11 February 2008
With the Columbus mission well under way, the space station programme has assigned crews for the next flight opportunities. Belgian ESA astronaut Frank De Winne joins Expedition 19 and will spend six months on the ISS in 2009. In May 2009, he will fly together with Russian cosmonaut Yuri Lonchakov and Canadian Space Agency astronaut Robert Thirsk on a Russian Soyuz spacecraft to the ISS.
The arrival of Frank De Winne and his two crewmates will for the first time expand the station’s crew size to six. They will join Russian cosmonaut Gennady Padalka, the Expedition 19 commander, and NASA astronauts Michael Barratt and Nicole Stott. By then, the Japanese Kibo laboratory will also be attached to the ISS.
Frank De Winne has been back-up for French ESA astronaut Léopold Eyharts for the ongoing Columbus mission. Like Eyharts, De Winne trained on the Shuttle, the ISS and on Columbus and the ATV. He is therefore already very familiar with those spacecraft. Moreover, he spent 12 days in space and onboard the ISS in 2002 for ESA’s Odissea mission. On 30 October 2002, he launched with the new Russian Soyuz TMA-1 spacecraft from Baikonur Cosmodrome in Kazakhstan; during that mission, Frank De Winne carried out a complete package of scientific experiments, technology demonstrations and education activities.
The back-up for Frank De Winne for the second European long-term mission to the ISS in May 2009 will be André Kuipers, ESA astronaut of Dutch nationality. Kuipers has also already been to the ISS. He flew in April 2004 on the Russian Soyuz TMA-4 spacecraft and spent 12 days in space during the Delta mission. Like De Winne he conducted a fully-fledged package of scientific experiments, technology demonstrations and education activities.
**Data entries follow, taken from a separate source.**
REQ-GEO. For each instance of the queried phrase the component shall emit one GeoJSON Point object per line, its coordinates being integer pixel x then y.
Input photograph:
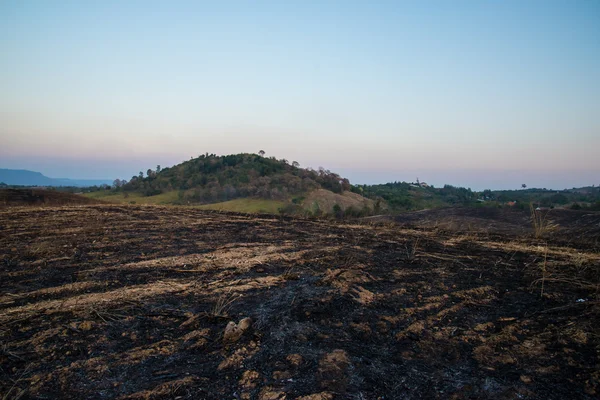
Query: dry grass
{"type": "Point", "coordinates": [541, 224]}
{"type": "Point", "coordinates": [223, 305]}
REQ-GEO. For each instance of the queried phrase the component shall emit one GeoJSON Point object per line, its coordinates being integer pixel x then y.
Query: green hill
{"type": "Point", "coordinates": [241, 182]}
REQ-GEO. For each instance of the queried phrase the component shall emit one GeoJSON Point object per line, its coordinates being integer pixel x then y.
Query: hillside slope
{"type": "Point", "coordinates": [212, 178]}
{"type": "Point", "coordinates": [241, 182]}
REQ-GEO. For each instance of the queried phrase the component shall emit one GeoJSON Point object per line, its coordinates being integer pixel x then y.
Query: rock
{"type": "Point", "coordinates": [333, 369]}
{"type": "Point", "coordinates": [233, 332]}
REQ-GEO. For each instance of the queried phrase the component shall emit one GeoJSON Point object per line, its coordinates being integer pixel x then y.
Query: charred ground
{"type": "Point", "coordinates": [132, 302]}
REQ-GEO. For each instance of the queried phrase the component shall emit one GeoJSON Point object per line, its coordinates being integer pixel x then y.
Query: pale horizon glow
{"type": "Point", "coordinates": [480, 94]}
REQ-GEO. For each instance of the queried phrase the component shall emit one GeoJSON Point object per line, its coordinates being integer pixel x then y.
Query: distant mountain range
{"type": "Point", "coordinates": [31, 178]}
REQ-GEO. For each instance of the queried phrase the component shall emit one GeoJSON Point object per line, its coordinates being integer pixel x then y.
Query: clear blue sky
{"type": "Point", "coordinates": [475, 93]}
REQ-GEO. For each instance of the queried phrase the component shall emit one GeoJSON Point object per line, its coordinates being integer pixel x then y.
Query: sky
{"type": "Point", "coordinates": [481, 94]}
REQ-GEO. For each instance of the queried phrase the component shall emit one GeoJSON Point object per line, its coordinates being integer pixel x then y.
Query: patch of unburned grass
{"type": "Point", "coordinates": [246, 205]}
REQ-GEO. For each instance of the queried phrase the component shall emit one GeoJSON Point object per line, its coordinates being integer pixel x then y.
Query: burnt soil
{"type": "Point", "coordinates": [132, 302]}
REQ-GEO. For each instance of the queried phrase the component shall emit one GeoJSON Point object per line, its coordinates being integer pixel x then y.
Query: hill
{"type": "Point", "coordinates": [22, 177]}
{"type": "Point", "coordinates": [220, 182]}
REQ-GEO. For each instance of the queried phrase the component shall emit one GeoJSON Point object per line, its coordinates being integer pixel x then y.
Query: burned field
{"type": "Point", "coordinates": [130, 302]}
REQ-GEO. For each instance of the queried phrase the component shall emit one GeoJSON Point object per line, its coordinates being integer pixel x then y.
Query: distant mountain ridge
{"type": "Point", "coordinates": [23, 177]}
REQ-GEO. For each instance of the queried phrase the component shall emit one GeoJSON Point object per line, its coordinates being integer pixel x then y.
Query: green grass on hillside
{"type": "Point", "coordinates": [163, 198]}
{"type": "Point", "coordinates": [246, 205]}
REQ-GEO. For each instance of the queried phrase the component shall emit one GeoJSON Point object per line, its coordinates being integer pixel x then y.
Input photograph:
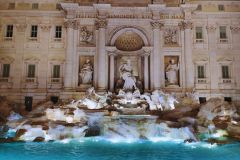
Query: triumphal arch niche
{"type": "Point", "coordinates": [129, 60]}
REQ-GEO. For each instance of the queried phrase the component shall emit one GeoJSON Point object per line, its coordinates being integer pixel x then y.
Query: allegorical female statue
{"type": "Point", "coordinates": [86, 73]}
{"type": "Point", "coordinates": [126, 74]}
{"type": "Point", "coordinates": [172, 72]}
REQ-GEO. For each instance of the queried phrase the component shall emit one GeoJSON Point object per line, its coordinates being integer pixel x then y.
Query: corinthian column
{"type": "Point", "coordinates": [69, 24]}
{"type": "Point", "coordinates": [157, 48]}
{"type": "Point", "coordinates": [146, 54]}
{"type": "Point", "coordinates": [189, 67]}
{"type": "Point", "coordinates": [112, 55]}
{"type": "Point", "coordinates": [101, 55]}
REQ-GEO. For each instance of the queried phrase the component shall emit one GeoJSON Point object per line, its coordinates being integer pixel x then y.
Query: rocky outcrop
{"type": "Point", "coordinates": [216, 112]}
{"type": "Point", "coordinates": [234, 131]}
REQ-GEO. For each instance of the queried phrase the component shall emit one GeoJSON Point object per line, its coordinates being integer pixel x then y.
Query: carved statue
{"type": "Point", "coordinates": [126, 74]}
{"type": "Point", "coordinates": [171, 72]}
{"type": "Point", "coordinates": [85, 35]}
{"type": "Point", "coordinates": [86, 73]}
{"type": "Point", "coordinates": [170, 36]}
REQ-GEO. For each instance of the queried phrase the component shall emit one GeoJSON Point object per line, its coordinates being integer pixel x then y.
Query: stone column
{"type": "Point", "coordinates": [146, 54]}
{"type": "Point", "coordinates": [213, 66]}
{"type": "Point", "coordinates": [70, 24]}
{"type": "Point", "coordinates": [157, 47]}
{"type": "Point", "coordinates": [189, 67]}
{"type": "Point", "coordinates": [19, 57]}
{"type": "Point", "coordinates": [111, 67]}
{"type": "Point", "coordinates": [101, 55]}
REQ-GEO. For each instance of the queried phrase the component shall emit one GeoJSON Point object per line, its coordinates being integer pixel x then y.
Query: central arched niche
{"type": "Point", "coordinates": [129, 41]}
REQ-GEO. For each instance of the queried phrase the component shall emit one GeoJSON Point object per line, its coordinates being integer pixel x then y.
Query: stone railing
{"type": "Point", "coordinates": [5, 79]}
{"type": "Point", "coordinates": [226, 80]}
{"type": "Point", "coordinates": [199, 40]}
{"type": "Point", "coordinates": [201, 80]}
{"type": "Point", "coordinates": [31, 80]}
{"type": "Point", "coordinates": [56, 80]}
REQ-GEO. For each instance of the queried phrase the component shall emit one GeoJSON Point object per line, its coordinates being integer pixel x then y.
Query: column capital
{"type": "Point", "coordinates": [147, 50]}
{"type": "Point", "coordinates": [45, 27]}
{"type": "Point", "coordinates": [211, 28]}
{"type": "Point", "coordinates": [101, 23]}
{"type": "Point", "coordinates": [185, 25]}
{"type": "Point", "coordinates": [21, 27]}
{"type": "Point", "coordinates": [156, 24]}
{"type": "Point", "coordinates": [111, 50]}
{"type": "Point", "coordinates": [235, 29]}
{"type": "Point", "coordinates": [70, 23]}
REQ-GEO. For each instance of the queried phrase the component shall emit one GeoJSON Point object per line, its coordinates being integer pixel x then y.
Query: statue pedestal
{"type": "Point", "coordinates": [172, 86]}
{"type": "Point", "coordinates": [84, 87]}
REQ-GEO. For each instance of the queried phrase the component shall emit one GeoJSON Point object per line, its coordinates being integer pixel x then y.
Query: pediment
{"type": "Point", "coordinates": [6, 59]}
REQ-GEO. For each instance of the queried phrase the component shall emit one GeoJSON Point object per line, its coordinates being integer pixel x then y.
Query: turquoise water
{"type": "Point", "coordinates": [99, 149]}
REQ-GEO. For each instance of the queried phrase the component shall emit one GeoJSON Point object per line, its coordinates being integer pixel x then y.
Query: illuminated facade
{"type": "Point", "coordinates": [60, 48]}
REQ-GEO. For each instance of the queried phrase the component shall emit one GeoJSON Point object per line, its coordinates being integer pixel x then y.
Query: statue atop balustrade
{"type": "Point", "coordinates": [126, 74]}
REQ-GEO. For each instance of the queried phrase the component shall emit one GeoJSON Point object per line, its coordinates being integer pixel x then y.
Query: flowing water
{"type": "Point", "coordinates": [101, 149]}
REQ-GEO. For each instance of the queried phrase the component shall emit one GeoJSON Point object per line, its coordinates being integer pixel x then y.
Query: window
{"type": "Point", "coordinates": [228, 99]}
{"type": "Point", "coordinates": [31, 71]}
{"type": "Point", "coordinates": [58, 6]}
{"type": "Point", "coordinates": [6, 70]}
{"type": "Point", "coordinates": [54, 99]}
{"type": "Point", "coordinates": [58, 32]}
{"type": "Point", "coordinates": [56, 71]}
{"type": "Point", "coordinates": [34, 30]}
{"type": "Point", "coordinates": [9, 31]}
{"type": "Point", "coordinates": [199, 33]}
{"type": "Point", "coordinates": [199, 7]}
{"type": "Point", "coordinates": [201, 72]}
{"type": "Point", "coordinates": [35, 6]}
{"type": "Point", "coordinates": [223, 33]}
{"type": "Point", "coordinates": [221, 7]}
{"type": "Point", "coordinates": [202, 100]}
{"type": "Point", "coordinates": [11, 6]}
{"type": "Point", "coordinates": [225, 72]}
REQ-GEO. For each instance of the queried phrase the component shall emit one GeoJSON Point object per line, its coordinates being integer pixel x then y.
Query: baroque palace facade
{"type": "Point", "coordinates": [58, 49]}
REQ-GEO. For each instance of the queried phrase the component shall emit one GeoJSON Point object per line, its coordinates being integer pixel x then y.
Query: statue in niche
{"type": "Point", "coordinates": [85, 35]}
{"type": "Point", "coordinates": [172, 72]}
{"type": "Point", "coordinates": [170, 37]}
{"type": "Point", "coordinates": [86, 73]}
{"type": "Point", "coordinates": [126, 74]}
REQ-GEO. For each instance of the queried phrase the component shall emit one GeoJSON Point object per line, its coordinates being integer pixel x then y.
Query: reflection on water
{"type": "Point", "coordinates": [99, 148]}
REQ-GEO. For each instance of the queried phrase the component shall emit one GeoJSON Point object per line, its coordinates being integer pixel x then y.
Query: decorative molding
{"type": "Point", "coordinates": [170, 36]}
{"type": "Point", "coordinates": [70, 23]}
{"type": "Point", "coordinates": [45, 27]}
{"type": "Point", "coordinates": [235, 29]}
{"type": "Point", "coordinates": [101, 23]}
{"type": "Point", "coordinates": [157, 25]}
{"type": "Point", "coordinates": [21, 27]}
{"type": "Point", "coordinates": [86, 36]}
{"type": "Point", "coordinates": [32, 59]}
{"type": "Point", "coordinates": [225, 59]}
{"type": "Point", "coordinates": [6, 59]}
{"type": "Point", "coordinates": [147, 50]}
{"type": "Point", "coordinates": [211, 28]}
{"type": "Point", "coordinates": [111, 49]}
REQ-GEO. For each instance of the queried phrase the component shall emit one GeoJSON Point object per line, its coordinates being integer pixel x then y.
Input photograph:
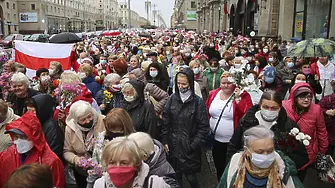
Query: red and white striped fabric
{"type": "Point", "coordinates": [35, 55]}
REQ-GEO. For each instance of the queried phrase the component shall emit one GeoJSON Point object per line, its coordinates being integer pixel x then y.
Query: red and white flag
{"type": "Point", "coordinates": [35, 55]}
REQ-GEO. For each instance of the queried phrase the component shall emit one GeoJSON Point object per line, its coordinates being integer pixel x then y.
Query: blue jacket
{"type": "Point", "coordinates": [92, 85]}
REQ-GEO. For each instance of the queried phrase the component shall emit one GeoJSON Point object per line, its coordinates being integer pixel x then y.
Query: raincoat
{"type": "Point", "coordinates": [310, 122]}
{"type": "Point", "coordinates": [40, 153]}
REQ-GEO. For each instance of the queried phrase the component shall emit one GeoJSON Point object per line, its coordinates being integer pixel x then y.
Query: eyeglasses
{"type": "Point", "coordinates": [307, 97]}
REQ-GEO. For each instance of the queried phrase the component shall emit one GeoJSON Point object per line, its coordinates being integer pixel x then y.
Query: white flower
{"type": "Point", "coordinates": [231, 79]}
{"type": "Point", "coordinates": [295, 130]}
{"type": "Point", "coordinates": [305, 142]}
{"type": "Point", "coordinates": [307, 137]}
{"type": "Point", "coordinates": [301, 135]}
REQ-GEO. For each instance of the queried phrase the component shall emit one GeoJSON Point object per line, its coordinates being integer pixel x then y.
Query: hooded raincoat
{"type": "Point", "coordinates": [54, 135]}
{"type": "Point", "coordinates": [41, 153]}
{"type": "Point", "coordinates": [142, 112]}
{"type": "Point", "coordinates": [310, 122]}
{"type": "Point", "coordinates": [185, 127]}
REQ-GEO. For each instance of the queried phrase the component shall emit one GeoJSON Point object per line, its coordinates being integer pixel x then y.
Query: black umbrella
{"type": "Point", "coordinates": [65, 38]}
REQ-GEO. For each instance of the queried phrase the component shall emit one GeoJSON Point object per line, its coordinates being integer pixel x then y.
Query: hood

Once the European Columbus laboratory has been attached to the ISS, ESA will not only be an essential operational partner in the ISS, but will also have a 8.3% share in the station's resources. The corresponding share in crew time allows ESA to send one European astronaut for a six-month stay on the ISS every second year. Frank De Winne’s flight is based on this part of the agreement between the ISS programme partners. He will conduct scientific experiments, technology demonstrations and educational activities during his stay on the ISS, along with various operational tasks on all the station's international elements.